Sentí el privilegio de compartir el espacio, mientras leía deslumbrada en la pantalla la espléndida traducción al español de Marian Ochoa de Eribe.
«En su diálogo La República, Platón imagina lo que para él sería la ciudad ideal, pero que nosotros, con la desventurada experiencia de todas las sociedades utópicas puestas en prácticas desde aquella época, denominamos más bien una cárcel ideal.
…
Si la música tiene un potencial subversivo y es capaz de trastornar el orden social, la poesía es más temible aún.»
Seguí absorta en ese performance indescriptible, en esa atmósfera hipnótica en las que las palabras acarician. Tomé la mano de Julia, sentí el amor, el placer, el arte.

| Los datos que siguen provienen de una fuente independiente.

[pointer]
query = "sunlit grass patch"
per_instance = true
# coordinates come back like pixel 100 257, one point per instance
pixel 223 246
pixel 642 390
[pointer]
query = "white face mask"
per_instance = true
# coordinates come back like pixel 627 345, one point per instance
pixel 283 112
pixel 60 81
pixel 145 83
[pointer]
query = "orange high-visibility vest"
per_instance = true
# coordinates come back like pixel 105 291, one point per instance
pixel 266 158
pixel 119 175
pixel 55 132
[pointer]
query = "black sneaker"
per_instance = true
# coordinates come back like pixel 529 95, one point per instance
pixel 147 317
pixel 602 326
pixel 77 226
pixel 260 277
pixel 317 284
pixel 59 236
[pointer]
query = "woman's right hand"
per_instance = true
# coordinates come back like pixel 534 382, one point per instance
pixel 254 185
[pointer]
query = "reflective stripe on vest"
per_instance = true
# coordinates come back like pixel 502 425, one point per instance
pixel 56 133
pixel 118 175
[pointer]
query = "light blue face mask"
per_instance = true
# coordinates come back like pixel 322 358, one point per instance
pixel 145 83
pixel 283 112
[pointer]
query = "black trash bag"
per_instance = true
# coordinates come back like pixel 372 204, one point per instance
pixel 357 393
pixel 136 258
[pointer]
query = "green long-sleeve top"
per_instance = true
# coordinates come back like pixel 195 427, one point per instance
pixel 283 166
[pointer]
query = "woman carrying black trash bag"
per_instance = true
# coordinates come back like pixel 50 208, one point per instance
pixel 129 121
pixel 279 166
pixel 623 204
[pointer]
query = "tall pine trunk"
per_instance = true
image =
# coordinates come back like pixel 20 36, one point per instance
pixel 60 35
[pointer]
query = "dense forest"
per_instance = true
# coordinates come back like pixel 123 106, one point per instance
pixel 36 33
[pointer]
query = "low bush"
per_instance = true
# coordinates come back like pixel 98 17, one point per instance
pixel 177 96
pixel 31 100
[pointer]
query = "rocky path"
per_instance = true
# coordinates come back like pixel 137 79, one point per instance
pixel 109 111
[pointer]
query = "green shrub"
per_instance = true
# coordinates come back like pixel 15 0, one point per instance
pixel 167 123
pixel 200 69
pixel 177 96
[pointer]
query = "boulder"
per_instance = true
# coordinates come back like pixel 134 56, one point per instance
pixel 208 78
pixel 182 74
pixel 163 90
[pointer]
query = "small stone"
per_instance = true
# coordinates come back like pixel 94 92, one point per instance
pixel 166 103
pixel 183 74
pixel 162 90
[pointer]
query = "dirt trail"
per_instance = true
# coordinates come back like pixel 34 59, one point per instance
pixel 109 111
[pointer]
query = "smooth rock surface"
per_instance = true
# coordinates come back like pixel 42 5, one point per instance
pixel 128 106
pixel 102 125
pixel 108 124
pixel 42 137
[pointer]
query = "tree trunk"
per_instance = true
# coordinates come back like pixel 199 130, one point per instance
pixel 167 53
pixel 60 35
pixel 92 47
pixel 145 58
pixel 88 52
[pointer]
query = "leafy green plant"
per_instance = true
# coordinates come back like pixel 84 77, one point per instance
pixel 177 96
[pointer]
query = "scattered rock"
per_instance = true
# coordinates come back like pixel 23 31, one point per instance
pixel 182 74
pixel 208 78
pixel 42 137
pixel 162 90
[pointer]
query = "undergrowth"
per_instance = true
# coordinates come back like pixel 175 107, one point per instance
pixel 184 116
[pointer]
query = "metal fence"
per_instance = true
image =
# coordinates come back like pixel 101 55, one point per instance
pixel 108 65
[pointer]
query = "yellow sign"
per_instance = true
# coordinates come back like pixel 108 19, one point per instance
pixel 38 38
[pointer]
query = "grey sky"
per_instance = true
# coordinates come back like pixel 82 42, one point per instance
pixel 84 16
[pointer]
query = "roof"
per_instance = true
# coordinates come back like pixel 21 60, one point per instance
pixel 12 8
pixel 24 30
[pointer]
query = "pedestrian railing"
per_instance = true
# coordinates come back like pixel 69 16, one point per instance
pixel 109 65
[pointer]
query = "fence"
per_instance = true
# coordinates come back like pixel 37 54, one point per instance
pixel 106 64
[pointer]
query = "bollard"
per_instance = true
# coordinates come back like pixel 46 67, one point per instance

Cărtărescu, pues, inició citando a Platón, pasó a Borges, elogió una “soberbia” página de Salinger, mencionó a su paisano Stanescu, y luego, un párrafo magnífico, largo, indispensable:
«Hoy, cuando la civilización del libro agoniza y cuando penetramos con voluptuosidad en los espantosos desfiladeros de lo virtual, la poesía es menos visible aún. La modernidad implicaba una civilización centrada en la cultura, una cultura centrada en el arte, un arte centrado en la literatura y una literatura centrada en la poesía. La poesía en la época de Valéry, Ungaretti y T.S. Eliot era el meollo del meollo de nuestro mundo. Ahora, la descentralización postmoderna ha producido una civilización sin cultura, una cultura sin arte, un arte sin literatura y una literatura sin poesía. En cierto modo, los polos de la vida humana se han invertido de manera brusca y las primeras víctimas han sido los poetas.

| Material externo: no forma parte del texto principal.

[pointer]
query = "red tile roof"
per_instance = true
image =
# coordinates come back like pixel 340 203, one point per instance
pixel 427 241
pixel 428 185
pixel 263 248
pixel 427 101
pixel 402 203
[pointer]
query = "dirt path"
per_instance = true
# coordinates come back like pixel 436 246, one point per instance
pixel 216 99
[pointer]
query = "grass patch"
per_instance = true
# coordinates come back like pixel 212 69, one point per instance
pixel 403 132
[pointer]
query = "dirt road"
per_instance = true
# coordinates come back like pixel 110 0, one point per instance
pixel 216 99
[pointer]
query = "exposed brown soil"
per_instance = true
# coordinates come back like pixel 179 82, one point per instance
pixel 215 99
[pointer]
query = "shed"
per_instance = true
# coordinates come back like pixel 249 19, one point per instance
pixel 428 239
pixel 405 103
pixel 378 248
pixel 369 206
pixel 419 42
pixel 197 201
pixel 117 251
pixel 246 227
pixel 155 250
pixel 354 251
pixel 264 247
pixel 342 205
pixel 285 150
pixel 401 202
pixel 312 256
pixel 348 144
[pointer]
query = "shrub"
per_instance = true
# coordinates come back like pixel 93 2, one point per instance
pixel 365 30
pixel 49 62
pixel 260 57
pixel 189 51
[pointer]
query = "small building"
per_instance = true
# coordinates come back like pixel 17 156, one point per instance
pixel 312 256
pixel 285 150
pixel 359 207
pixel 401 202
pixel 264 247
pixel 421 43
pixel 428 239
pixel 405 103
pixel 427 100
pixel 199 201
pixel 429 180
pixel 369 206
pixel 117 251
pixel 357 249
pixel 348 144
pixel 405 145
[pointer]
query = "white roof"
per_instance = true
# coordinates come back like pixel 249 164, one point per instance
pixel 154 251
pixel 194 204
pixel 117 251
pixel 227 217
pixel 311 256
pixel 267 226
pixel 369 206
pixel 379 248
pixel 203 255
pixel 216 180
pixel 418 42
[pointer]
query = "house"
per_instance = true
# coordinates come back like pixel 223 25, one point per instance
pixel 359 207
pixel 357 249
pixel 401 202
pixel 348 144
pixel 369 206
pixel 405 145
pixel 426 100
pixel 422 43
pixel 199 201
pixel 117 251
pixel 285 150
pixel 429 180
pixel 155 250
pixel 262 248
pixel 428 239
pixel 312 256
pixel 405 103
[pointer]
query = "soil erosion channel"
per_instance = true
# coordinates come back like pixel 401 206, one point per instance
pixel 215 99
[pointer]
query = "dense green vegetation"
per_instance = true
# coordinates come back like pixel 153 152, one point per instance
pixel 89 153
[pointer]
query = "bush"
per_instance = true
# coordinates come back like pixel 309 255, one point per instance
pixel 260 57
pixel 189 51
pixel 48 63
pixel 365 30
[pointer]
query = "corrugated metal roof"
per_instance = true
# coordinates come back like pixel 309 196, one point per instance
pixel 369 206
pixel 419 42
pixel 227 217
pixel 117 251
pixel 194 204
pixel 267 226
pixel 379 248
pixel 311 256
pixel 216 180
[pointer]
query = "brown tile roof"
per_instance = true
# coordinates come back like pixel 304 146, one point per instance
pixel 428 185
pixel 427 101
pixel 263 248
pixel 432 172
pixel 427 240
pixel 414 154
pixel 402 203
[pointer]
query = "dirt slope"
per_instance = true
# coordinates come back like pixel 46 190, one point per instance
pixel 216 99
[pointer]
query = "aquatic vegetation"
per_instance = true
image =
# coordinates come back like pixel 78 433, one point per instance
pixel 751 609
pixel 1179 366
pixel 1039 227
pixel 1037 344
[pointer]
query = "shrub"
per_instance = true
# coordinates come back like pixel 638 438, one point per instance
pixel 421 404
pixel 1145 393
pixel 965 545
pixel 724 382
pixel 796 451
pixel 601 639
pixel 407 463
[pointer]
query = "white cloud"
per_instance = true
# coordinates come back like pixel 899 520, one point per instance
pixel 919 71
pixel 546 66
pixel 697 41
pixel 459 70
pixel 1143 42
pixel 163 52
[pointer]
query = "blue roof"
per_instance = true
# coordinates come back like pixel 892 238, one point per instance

Y, sin embargo, humillada y disuelta en el tejido social, casi desaparecida como profesión y como arte, la poesía sigue siendo omnipresente y ubicua como el aire que nos envuelve. Pues, antes que una fórmula y una técnica literaria, la poesía es un modo de vida y una forma de mirar el mundo. Expulsados de nuevo de la ciudad-estado, los poetas han aprendido a luchar con las mismas armas de la civilización que los condena. Han comprendido la alegría del anonimato, la alegría de la autosuficiencia de producir textos para unos cuantos amigos, han aprendido a protegerse de la brutalidad del mundo circundante y de la vulgaridad del éxito. Nada es más discreto, más admirable y más triste, en cierto sentido, que el poeta de hoy, el último artesano en un mundo de copias sin original, como escribía Baudrillard, el último ingenuo en un mundo de arribistas.

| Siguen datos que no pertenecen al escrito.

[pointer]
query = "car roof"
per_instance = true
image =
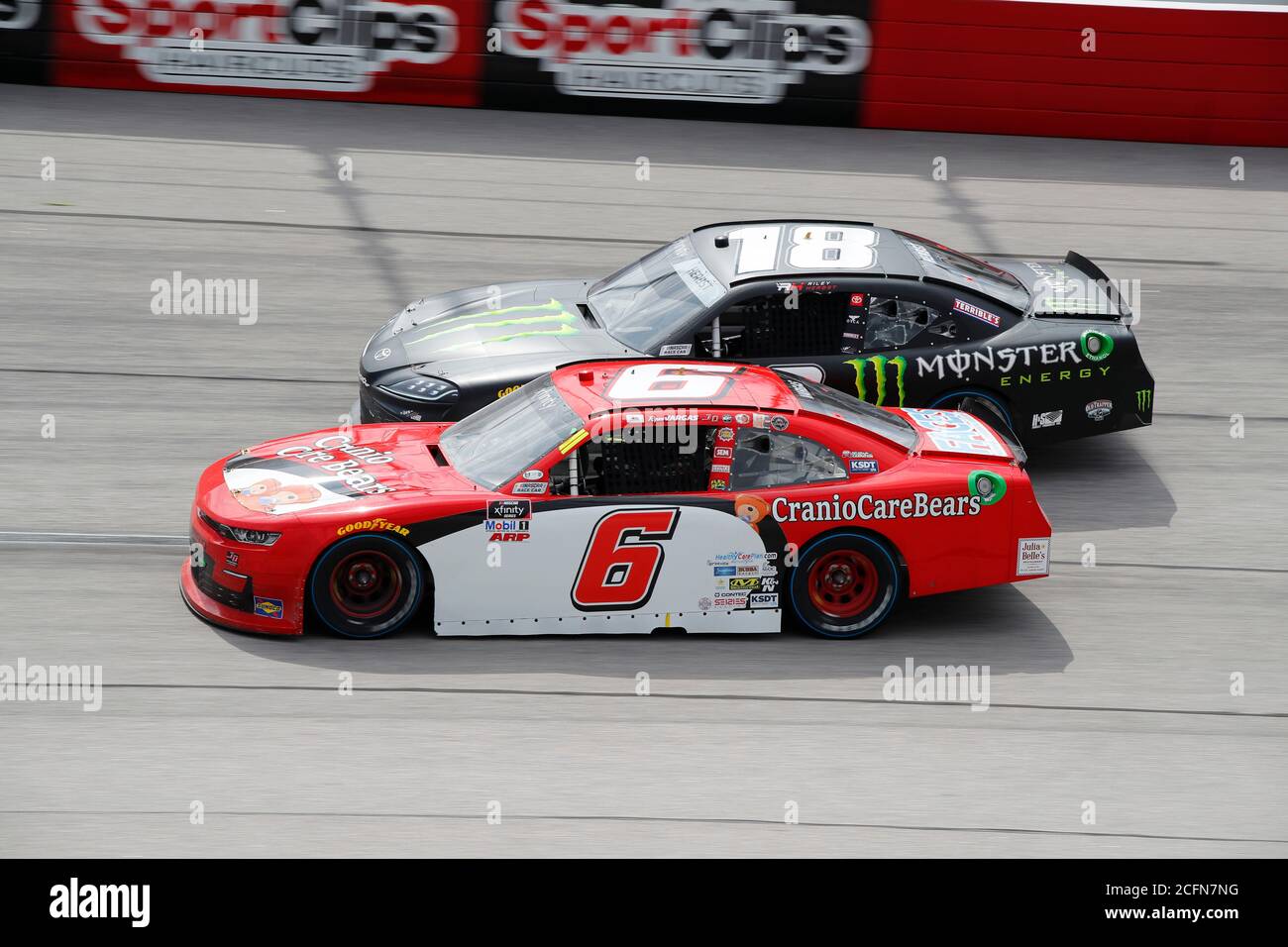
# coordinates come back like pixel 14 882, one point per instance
pixel 893 257
pixel 585 385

Revolucionaria, profética y ubicua como el aire, la poesía ha iluminado también toda mi vida. No he sido nunca otra cosa que poeta. Incluso mis novelas son, de hecho, poemas. He escrito siempre poesía como una forma de libertad, de solidaridad, de empatía para con todos los hombres. He escrito en contra de las guerras y las discriminaciones de toda índole. He escrito para los que leen poesía y para los que jamás leen poesía.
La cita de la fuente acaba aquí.